According to reports, Apple Stores is promoting Watch SE, which remains available because it lacks the blood oxygen sensor.
Earlier in October, the International Trade Commission upheld a judge’s decision from January, prompting the case to enter a 60-day Presidential Review Period under the Joe Biden administration. While President Biden has the authority to veto the ruling during this period, no such action has been taken as of now. Apple later announced to proactively initiate measures to comply with the ITC’s decision ahead of the expiration of the Presidential Review Period on December 25.
The directive prohibits the importation of all Apple Watch Series 9 and Ultra 2 models into the US after December 25. Moreover, Apple would face restrictions in selling these devices to resellers. Consequently, if the ruling stands, it has the potential to affect the availability of Apple Watches for other retailers.
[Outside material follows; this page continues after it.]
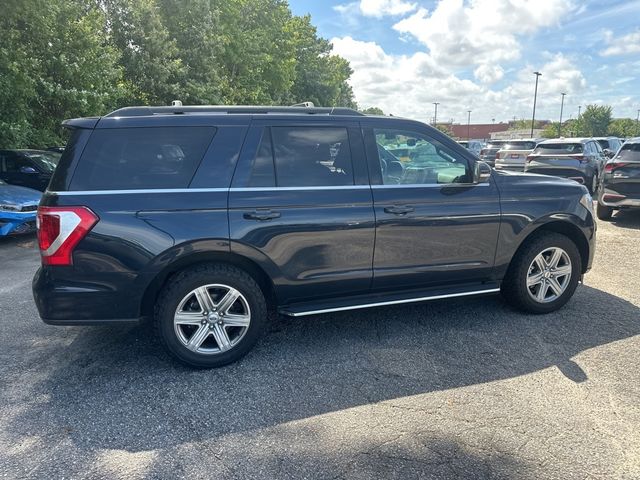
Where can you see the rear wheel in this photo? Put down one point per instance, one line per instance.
(603, 212)
(544, 274)
(211, 315)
Notably, days before the looming ban was about to be implemented on its smartwatches, Apple devised a strategy to salvage its $17 billion business, said a report by news agency Bloomberg. The report mentioned that the company’s engineers were working to implement software fixes and explore potential workarounds. Specifically, adjustments to algorithms measuring a user’s blood oxygen level — said to infringe on Masimo Corp.’s patents — were in progress.
The focus was turned into modifying how the technology calculates oxygen saturation and presents the data to users, as informed by individuals familiar with the ongoing efforts.